Ah, so the statement is second-order.
And while I’m pretty sure you could replace the statement with an infinite number of first-order statements that precisely describe every member of the set (0S = 1, 0SS = 2, 0SSS = 3, etc), you couldn’t say “These are the only members of the set”, thus excluding other chains, without talking about the set—so it’d still be second-order.
Thanks!
It’s a bit worse than that. Even if we defined the “k-successions” operator (which is basically addition), it doesn’t actually let us do what we want. “For all x, there exists a number k such that 0 after k successions is equal to x” is always satisfied by setting k=x, even if x is some weird alternate-universe number like 2*. Granted, I have no clue what “taking 2* successions of 0” means, but...
Nice post! Are you going to get into Dedekind’s proof that all models of the second-order Peano axioms are isomorphic?
Edit: Fixed typo.
(exists x) (forall y) not (S(y) = x)
This statement is a first order statement which is true of standard natural numbers, but is not true in your model.
???
I don’t see yet how this connects to the other posts from the epistemology sequence, but it’s definitely nice. I’ve wanted to learn more mathematical logic for some time. I didn’t quite understand why exactly using an axiom schema isn’t as good as using second order logic, before I read this post.
I read that “any” as “for at least one”, rather than as “for every”. That confused me quite a bit. Maybe native speakers won’t have a problem with that, but to me the connection between “any” and “some” is too close.
It’s also not clear to my where the order relation comes from.
I think the point of this post is to demonstrate that logical pinpointing is hard. You might think that the first-order Peano arithmetic axioms logically pinpoint the natural numbers, and what this discussion will end up showing is that they just don’t because of general properties of first-order logic (specifically the Löwenheim–Skolem theorem).
If logically pinpointing something as seemingly simple as the natural numbers depends on something as seemingly nontrivial as understanding the distinction between first-order and second-order logic, then (or so I imagine the argument will continue) we shouldn’t expect logically pinpointing something like morality to be any easier. In fact we have every reason to expect it to be substantially harder.
The definition of the order relation is nontrivial. In second-order Peano arithmetic you can define addition from the successor operation by induction, and then you can define a to be less than b if there is a positive integer n such that a + n = b. My understanding is that you cannot define addition this way in first-order Peano arithmetic. Instead it is necessary to explicitly talk about addition in the axioms. From here one could also go on to explicitly talk about the order relation in the axioms.

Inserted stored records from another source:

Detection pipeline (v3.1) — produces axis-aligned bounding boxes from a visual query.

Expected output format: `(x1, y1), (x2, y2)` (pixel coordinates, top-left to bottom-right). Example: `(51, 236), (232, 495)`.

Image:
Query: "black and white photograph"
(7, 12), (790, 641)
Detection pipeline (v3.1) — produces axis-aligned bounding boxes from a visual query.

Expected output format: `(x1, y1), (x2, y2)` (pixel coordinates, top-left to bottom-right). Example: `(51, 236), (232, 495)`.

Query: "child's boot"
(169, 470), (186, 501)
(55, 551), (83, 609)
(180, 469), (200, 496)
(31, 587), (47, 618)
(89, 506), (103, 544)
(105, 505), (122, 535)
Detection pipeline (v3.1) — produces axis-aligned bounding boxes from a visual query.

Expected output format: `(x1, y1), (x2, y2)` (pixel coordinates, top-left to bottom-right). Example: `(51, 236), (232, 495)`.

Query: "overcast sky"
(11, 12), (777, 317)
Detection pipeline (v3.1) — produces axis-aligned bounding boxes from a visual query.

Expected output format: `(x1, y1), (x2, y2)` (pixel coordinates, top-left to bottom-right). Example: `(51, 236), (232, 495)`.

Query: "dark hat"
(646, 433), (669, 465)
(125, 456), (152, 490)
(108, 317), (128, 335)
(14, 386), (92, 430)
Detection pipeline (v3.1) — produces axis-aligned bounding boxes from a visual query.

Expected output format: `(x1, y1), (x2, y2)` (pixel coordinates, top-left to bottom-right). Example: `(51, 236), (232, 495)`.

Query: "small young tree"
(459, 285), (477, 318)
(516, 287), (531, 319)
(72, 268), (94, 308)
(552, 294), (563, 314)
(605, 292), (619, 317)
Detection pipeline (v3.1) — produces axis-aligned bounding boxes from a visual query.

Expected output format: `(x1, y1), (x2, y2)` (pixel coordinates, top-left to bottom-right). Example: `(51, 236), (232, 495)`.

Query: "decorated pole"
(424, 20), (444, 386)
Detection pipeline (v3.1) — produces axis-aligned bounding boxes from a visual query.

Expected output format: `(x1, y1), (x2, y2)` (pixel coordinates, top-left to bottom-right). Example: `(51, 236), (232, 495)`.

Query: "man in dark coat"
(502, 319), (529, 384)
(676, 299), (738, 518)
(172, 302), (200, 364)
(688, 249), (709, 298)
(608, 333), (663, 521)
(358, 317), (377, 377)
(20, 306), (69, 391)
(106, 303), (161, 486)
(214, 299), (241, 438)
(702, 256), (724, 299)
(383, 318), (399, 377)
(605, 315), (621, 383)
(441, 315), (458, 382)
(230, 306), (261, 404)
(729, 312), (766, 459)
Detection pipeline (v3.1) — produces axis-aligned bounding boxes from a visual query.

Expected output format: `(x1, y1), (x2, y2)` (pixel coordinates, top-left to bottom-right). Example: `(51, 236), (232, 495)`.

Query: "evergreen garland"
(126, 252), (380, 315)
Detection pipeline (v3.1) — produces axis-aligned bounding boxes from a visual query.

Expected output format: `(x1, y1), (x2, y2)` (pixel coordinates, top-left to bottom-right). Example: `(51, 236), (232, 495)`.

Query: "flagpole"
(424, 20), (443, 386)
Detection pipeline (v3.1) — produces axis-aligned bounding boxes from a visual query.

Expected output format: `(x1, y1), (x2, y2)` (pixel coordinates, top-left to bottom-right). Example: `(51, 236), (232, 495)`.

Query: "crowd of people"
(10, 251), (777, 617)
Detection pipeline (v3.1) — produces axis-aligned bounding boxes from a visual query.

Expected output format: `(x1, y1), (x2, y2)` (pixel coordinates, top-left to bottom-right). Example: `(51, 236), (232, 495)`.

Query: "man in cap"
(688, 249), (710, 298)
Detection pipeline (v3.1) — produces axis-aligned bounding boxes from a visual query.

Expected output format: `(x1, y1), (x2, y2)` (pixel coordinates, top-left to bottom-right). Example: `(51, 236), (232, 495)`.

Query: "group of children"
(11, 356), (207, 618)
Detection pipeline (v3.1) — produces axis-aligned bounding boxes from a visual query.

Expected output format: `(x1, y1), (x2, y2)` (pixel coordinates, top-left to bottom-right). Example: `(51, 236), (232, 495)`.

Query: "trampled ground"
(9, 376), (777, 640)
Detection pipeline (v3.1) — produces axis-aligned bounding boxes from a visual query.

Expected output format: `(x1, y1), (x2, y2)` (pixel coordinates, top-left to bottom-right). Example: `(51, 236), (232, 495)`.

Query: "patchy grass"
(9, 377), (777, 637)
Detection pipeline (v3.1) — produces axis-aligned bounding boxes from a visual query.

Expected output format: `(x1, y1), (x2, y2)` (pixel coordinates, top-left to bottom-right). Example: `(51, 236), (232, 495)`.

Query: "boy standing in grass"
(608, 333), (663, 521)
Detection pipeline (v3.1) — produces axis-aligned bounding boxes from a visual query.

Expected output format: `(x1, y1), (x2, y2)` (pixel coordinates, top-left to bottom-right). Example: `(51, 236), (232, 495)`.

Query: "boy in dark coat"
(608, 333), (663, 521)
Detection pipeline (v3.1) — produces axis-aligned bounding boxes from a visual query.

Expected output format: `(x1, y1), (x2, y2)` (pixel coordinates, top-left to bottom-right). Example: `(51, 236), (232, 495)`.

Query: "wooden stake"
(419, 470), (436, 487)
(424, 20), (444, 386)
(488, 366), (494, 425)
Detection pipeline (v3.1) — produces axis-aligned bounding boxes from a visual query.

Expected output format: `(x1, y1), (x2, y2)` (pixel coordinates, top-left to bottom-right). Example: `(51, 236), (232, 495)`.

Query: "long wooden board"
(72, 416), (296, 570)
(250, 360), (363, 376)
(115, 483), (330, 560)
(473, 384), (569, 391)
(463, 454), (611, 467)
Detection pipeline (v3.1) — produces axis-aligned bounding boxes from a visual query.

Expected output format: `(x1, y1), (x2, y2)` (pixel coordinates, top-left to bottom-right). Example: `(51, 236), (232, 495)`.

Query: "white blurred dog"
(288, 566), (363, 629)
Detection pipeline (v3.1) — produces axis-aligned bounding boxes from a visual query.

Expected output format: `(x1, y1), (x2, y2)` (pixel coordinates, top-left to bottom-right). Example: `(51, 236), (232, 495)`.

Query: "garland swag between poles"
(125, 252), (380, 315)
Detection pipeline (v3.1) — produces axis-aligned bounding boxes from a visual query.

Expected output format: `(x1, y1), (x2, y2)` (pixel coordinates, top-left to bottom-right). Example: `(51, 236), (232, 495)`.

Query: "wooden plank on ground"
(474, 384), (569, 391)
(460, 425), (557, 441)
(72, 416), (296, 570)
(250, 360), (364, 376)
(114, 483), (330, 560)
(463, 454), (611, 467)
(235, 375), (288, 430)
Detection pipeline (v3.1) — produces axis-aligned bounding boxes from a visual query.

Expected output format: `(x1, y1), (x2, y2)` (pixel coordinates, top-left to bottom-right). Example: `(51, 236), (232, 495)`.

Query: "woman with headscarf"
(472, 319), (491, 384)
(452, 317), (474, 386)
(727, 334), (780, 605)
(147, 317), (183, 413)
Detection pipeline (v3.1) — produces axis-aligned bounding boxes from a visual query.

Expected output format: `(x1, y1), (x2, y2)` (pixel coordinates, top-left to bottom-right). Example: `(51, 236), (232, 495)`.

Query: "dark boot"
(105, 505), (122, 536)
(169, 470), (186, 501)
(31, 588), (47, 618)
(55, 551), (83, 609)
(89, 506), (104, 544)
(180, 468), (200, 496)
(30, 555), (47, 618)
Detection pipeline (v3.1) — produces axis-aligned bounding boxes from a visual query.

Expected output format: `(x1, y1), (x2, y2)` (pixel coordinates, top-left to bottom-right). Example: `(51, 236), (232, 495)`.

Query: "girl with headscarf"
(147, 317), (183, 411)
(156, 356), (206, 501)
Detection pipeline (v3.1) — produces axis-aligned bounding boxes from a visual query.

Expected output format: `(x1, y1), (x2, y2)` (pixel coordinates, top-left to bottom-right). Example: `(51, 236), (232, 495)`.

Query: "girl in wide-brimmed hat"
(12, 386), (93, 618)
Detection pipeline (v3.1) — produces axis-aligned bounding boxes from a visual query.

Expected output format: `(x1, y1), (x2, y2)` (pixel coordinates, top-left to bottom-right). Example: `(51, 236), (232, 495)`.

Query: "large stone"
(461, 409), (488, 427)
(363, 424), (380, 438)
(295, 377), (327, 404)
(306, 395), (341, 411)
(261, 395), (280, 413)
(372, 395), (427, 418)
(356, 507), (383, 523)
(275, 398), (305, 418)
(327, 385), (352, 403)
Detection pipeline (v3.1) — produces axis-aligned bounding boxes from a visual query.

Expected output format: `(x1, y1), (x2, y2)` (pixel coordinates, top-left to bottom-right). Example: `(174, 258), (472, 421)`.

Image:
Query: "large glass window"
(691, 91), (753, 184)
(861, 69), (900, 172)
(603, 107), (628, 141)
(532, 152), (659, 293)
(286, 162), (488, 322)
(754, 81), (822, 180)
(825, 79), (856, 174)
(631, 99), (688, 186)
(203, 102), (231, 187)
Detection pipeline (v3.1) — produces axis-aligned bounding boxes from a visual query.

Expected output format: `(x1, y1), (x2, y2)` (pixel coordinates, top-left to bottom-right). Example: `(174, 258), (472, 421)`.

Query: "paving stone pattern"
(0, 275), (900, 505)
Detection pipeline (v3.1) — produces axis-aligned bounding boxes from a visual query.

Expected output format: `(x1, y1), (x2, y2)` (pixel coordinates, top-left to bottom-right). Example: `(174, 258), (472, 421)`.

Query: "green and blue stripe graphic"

Probably it’s because of the “no group” before it; cf “I can do anything” and “I can’t do anything”. Negations and quantifiers in English sometimes interact in weird ways, making it non-trivial to get the semantics from the syntax.
Wiktionary gives the meanings “at least one” and “no matter what kind”. The first likely doesn’t apply here, as it’s not used in a negation or question. To interpret “no matter what kind” to mean “every” seems like a stretch to me. I really do think the meaning of “any” is ambiguous here. “any” just specifies that we don’t have any further constraints on x. You could replace it with “every” or “at least one”, but not with “every even” or “at least one even”, as that would introduce a new constraint.
It doesn’t, but I was hypothesizing that the reason why on the first read it sounded to you as though it did was the negation (“no group”) before it.